- Relator(a)
- Ministro Manoel Erhardt
- Órgão julgador
- Primeira Turma
- Data do julgamento
- 27/09/2021
- Data de publicação
- 29/09/2021
STJ – Acórdão, Rel. Ministro Manoel Erhardt, Primeira Turma, j. 27/09/2021, p. 29/09/2021
PROCESSUAL CIVIL E ADMINISTRATIVO. AGRAVO EM RECURSO ESPECIAL. ENERGIA ELÉTRICA. VIOLAÇÃO DOS ARTS. 489 E 1.022 DO CPC/2015. INOCORRÊNCIA. RESOLUÇÃO 414/2010 DA ANEEL. ATO NORMATIVO INFRALEGAL. NÃO CABIMENTO. ENQUADRAMENTO TARIFÁRIO. ILUMINAÇÃO. PREÇO PÚBLICO. PRESCRIÇÃO DECENAL. TEMA 153/STJ. SÚMULA 83/STJ. AGRAVO INTERNO DA COMPANHIA A QUE SE NEGA PROVIMENTO. 1. Inexiste a alegada violação do art. 489 e 1.022 do CPC/2015, pois a prestação jurisdicional foi dada na medida da pretensão deduzida, conforme se depreende da análise do acórdão recorrido.

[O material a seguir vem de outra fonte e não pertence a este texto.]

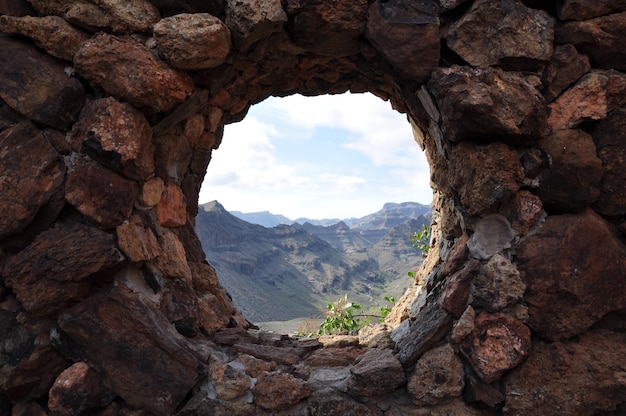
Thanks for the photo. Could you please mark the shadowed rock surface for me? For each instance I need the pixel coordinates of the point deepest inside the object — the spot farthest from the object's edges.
(109, 307)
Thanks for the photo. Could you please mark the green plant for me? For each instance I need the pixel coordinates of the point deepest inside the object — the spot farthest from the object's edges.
(421, 239)
(346, 316)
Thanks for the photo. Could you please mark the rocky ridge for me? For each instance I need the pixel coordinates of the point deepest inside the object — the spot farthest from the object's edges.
(109, 112)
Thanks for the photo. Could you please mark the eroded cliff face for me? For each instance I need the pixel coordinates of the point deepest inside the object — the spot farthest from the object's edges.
(109, 113)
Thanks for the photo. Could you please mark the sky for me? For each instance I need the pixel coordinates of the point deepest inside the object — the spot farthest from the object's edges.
(330, 156)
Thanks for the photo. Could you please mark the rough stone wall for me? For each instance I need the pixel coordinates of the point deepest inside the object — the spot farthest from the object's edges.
(110, 110)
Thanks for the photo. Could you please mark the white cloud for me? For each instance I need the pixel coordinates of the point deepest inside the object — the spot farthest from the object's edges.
(321, 175)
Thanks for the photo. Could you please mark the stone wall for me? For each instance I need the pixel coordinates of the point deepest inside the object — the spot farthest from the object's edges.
(110, 110)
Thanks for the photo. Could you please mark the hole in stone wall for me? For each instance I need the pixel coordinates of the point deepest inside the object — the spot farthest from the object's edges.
(308, 159)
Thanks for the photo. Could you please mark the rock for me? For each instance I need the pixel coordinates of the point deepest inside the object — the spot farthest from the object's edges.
(332, 402)
(36, 85)
(591, 98)
(571, 182)
(438, 377)
(375, 373)
(568, 292)
(503, 33)
(130, 72)
(497, 285)
(28, 363)
(488, 103)
(252, 20)
(609, 136)
(76, 389)
(30, 166)
(343, 23)
(101, 195)
(407, 34)
(523, 211)
(565, 67)
(563, 378)
(481, 393)
(587, 9)
(135, 349)
(432, 324)
(117, 15)
(52, 33)
(275, 391)
(456, 289)
(253, 366)
(280, 355)
(598, 38)
(485, 175)
(492, 235)
(179, 305)
(137, 241)
(172, 261)
(193, 41)
(497, 345)
(59, 268)
(172, 208)
(464, 326)
(173, 155)
(230, 382)
(151, 192)
(117, 136)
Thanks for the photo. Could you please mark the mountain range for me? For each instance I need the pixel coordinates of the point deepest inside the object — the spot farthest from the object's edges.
(291, 269)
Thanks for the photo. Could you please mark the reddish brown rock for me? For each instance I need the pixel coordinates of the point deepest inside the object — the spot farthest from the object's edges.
(193, 41)
(376, 372)
(252, 20)
(591, 98)
(55, 35)
(101, 195)
(610, 136)
(275, 391)
(498, 344)
(485, 104)
(407, 34)
(28, 364)
(438, 376)
(137, 241)
(37, 86)
(497, 285)
(567, 292)
(485, 175)
(130, 72)
(115, 15)
(599, 38)
(587, 9)
(179, 305)
(523, 211)
(117, 136)
(172, 208)
(77, 388)
(60, 267)
(230, 382)
(172, 261)
(565, 68)
(151, 192)
(579, 377)
(29, 166)
(571, 182)
(135, 349)
(416, 336)
(280, 355)
(173, 155)
(343, 23)
(503, 33)
(456, 289)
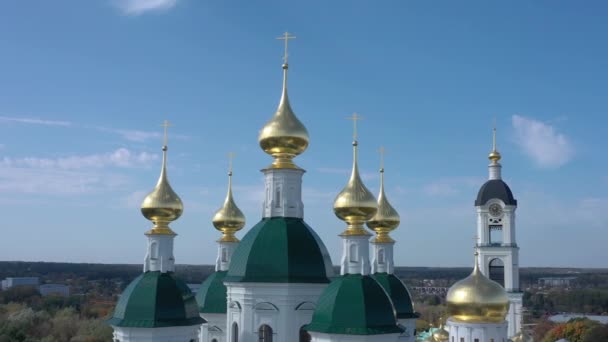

O tribunal de origem apreciou fundamentadamente a controvérsia, não padecendo o julgado de qualquer erro, omissão, contradição ou obscuridade. Observe-se, ademais, que julgamento diverso do pretendido, como na espécie, não implica ofensa ao dispositivo de lei invocado. 2. Referente à alegada violação a dispositivos da Resolução 414/2010, com redação dada pela Resolução 479/2012 da ANEEL, registro que, consoante pacífica jurisprudência desta egrégia Corte Superior, o conceito de tratado ou lei federal, inserto no art. 105, inciso III, alínea a, da CF/1988, deve ser considerado em seu sentido estrito, sendo inadmissível o recurso especial manejado em face dos aludidos atos normativos. 3. Quanto ao prazo prescricional, observo que o acórdão recorrido está em conformidade com a jurisprudência desta Corte. Isso porque a Primeira Seção deste Superior Tribunal, no julgamento do REsp 1.113.403/RJ, Rel. Min. TEORI ALBINO ZAVASCKI, DJe 15.9.2009, submetido à sistemática do art. 543-C do CPC/1973, tema 153/STJ, firmou o entendimento de que se aplica o prazo prescricional estabelecido pela regra geral do Código Civil, a dizer, de 20 anos, na forma estabelecida no art. 177 do CC/1916, ou de 10 anos, de acordo com o previsto no art. 205 do CC/2002, às ações que tenham por objeto a cobrança de tarifa ou preço público, na qual se enquadra o serviço de fornecimento de energia elétrica. 4. Agravo interno da companhia que se nega provimento. (AgInt no AREsp n. 1.394.946/SP, relator Ministro Manoel Erhardt (Desembargador Convocado do TRF5), Primeira Turma, julgado em 27/9/2021, DJe de 29/9/2021.)